Logo Header Antaranews Sumsel

Sumsel tekan penularan campak melalui imunisasi ulang

Kamis, 2 April 2026 21:57 WIB
Image Print
Kantor Dinas Kesehatan Sumatera Selatan. ANTARA/Yudi Abdullah

Palembang (ANTARA) - Dinas Kesehatan (Dinkes) Sumatera Selatan (Sumsel) melakukan program imunisasi ulang atau Outbreak Response Immunization (ORI) sebagai upaya untuk menekan penularan penyakit campak yang akhir-akhir ini kasusnya meningkat.

Kepala Bidang Pencegahan dan Pengendalian Penyakit Dinkes Sumsel Ira Primadesa Ogatiyah di Palembang, Kamis, mengatakan program ORI itu sesuai arahan Kementerian Kesehatan Republik Indonesia yang dilaksanakan secara bertahap sejak 10 Maret 2026.

Menurut dia, kegiatan pelayanan imunisasi ulang itu diberikan kepada balita tanpa melihat status imunisasi sebelumnya.

Pelaksanaan ORI tersebut difokuskan di empat daerah, yakni Kota Palembang, Kota Prabumulih, Kabupaten Banyuasin, dan Kabupaten Musi Rawas Utara.

Sementara kabupaten dan kota lainnya didorong mengoptimalkan pelayanan imunisasi bagi anak-anak yang belum mendapatkan vaksinasi lengkap.
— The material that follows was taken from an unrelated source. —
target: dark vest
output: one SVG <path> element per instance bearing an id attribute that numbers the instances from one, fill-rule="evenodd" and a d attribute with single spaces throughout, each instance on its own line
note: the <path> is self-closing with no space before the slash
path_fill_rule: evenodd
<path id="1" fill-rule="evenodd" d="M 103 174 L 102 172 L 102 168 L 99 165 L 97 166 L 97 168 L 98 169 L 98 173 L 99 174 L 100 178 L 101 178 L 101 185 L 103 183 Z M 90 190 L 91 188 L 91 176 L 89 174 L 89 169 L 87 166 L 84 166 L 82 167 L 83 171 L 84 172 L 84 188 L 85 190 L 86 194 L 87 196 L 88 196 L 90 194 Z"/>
Selain imunisasi ulang, pihaknya mengimbau kepada masyarakat di 17 kabupaten dan kota dalam provinsi setempat agar segera melengkapi vaksinasi anak mereka.

Melalui upaya tersebut diharapkan dapat ditekan angka kasus campak di wilayah Sumsel yang dalam setahun terakhir tercatat cukup banyak.

Dia menjelaskan berdasarkan data, selama tahun 2025 hingga saat ini, tercatat 1.243 kasus suspek campak dengan 184 kasus terkonfirmasi positif
penyakit menular itu.

"Melalui upaya tersebut diharapkan dapat dicegah penularan campak dan kasus penyakit tersebut bisa ditekan seminimal mungkin hingga nol kasus," ucap Ira.